El apartheid

Siempre he tratado de ver la parte positiva a lo que me toca vivir.
Por ello, más allá de la aberración que nos ha traído la escasez, del tener que comprar según un número de cédula, y de hacer largas colas, le busqué el lado positivo al asunto.
Y vi que las colas en los supermercados eran un sitio inusitado para el encuentro entre clases sociales. De los pocos espacios que nos permitirían experimentar el encuentro con el otro, más allá del apartheid que en mi país ha impuesto la inseguridad.

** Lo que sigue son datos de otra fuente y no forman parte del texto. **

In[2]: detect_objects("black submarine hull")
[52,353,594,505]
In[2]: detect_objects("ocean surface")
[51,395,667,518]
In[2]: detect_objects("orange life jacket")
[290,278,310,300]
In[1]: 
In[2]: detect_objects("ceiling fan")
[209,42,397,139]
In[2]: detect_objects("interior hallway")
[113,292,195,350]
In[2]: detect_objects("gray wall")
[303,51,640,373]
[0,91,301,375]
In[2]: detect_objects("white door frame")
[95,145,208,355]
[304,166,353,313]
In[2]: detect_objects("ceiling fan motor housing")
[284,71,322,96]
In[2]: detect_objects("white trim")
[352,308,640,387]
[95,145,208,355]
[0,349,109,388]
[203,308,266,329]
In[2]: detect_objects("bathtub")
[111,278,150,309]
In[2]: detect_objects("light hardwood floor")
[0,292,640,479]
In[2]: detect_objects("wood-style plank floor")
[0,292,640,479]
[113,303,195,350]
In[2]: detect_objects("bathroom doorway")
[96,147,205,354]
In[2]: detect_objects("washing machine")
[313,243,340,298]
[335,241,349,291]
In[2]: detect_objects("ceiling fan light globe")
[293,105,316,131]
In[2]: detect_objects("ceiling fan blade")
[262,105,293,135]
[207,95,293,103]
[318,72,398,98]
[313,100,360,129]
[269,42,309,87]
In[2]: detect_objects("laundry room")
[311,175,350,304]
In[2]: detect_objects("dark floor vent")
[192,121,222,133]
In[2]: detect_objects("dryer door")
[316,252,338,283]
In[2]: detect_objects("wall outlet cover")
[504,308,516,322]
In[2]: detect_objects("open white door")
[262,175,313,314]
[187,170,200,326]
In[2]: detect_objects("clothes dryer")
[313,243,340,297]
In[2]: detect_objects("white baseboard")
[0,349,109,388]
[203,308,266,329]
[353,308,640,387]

Y así contar con la posibilidad de conocer otra forma de pensar y de ver los hechos, muy diferente a la que creemos única, porque es la misma que escuchamos en nuestros círculos sociales.
Las colas por mi urbanización, están repletas de personas humildes. Allí he tenido largas charlas sobre la situación del país, me he encontrado con chavistas y opositores de corazón que viven en Propatria, en Petare, en la Carretera Vieja. Hemos intercambiado estrategias para alargar la harina Pan y el champú, hemos hablado del alto costo de la vida, del tiempo perdido en la espera y de la humillación colectiva, del hartazgo por lo que ocurre, de la depresión que nos agobia. He conocido que, si bien a mi no me resulta fácil, más difícil le es a quien gana sueldo mínimo.
Nos hemos hermanado y comprendido en nuestras necesidades.
Allí, de alguna forma, hemos combatido el odio y la división de considerarnos, a unos burgueses, oligarcas, parásitos o pelucones. A otros pueblo, lumpen, chavistas, vividores o delincuentes.
Le hemos ganado un poco al prejuicio, a la estrategia de dividir para vencer.
Sin embargo, esto ha cambiado en las últimas semanas.
Las colas se han incrementado exponencialmente, La necesidad se ha vuelto más latente. La espera más larga e intensa. Y con ello, ha llegado la violencia organizada.
Quienes comercian con los productos regulados, quienes venden y distribuyen, quienes vigilan y organizan estas colas, están sacando provecho de su poder, y amedrentan, asustan, amenazan y comercian. La corrupción, la violencia y la degradación, toman nombre y apellido y se convierten en herida y miedo.
Ahora, no podemos comprar en los supermercados que tenemos en nuestra urbanización.
Y la gente está exigiendo aplicar un nuevo apartheid: que cada quien demuestre que es de la zona con una carta de residencia. Que haya dos filas, una de los residentes, la otra, la de los extranjeros (no de país, sino de zona de la ciudad).
Si el derecho al libre tránsito existe, si ya sabemos las heridas que ha generado en la historia el tener territorios prohibidos, fronteras que no se pueden cruzar, ésta no debería ser una posibilidad a considerar.
Además, se generaría otra fuente de corrupción: el que da cartas de residencia, Y de darse este nuevo apartheid, seguirán llegando los bachaqueros que tendrán prioridad por encima de todos, por la fuerza del dinero o la fuerza de la violencia,
A pesar que eso lo sabemos, surge, y con fuerza, el argumento.
Unos deberían tener más derecho que otros.
En redes sociales se siente el lamento por los hechos de violencia que se viven en las colas y por no poder acceder a la comida. Y la exigencia de sacar a los invasores, Como Europa con los inmigrantes.
Parece que está ganando el prejuicio, la división. Y triunfa la lógica del apartheid.
Ahora que lo pienso, claro que ha triunfado: desde el principio, cuando nos dijeron que para combatir a la escasez había que hacer cola por comida, y había que racionar, al tener un día para comprar según la cédula, y limitar el número de artículos por persona.
Perdemos el norte: el problema no son las colas o la invasión de gente pobre en las urbanizaciones. No se resuelve creando nuevas fronteras. El problema es la falta de comida, la anarquía, el desgobierno, la corrupción.
Es otra forma de autoritarismo el que nos saca de nuestros supermercados y ese es nuestro verdadero enemigo.
A ese es al que hay que sacarle la carta de residencia.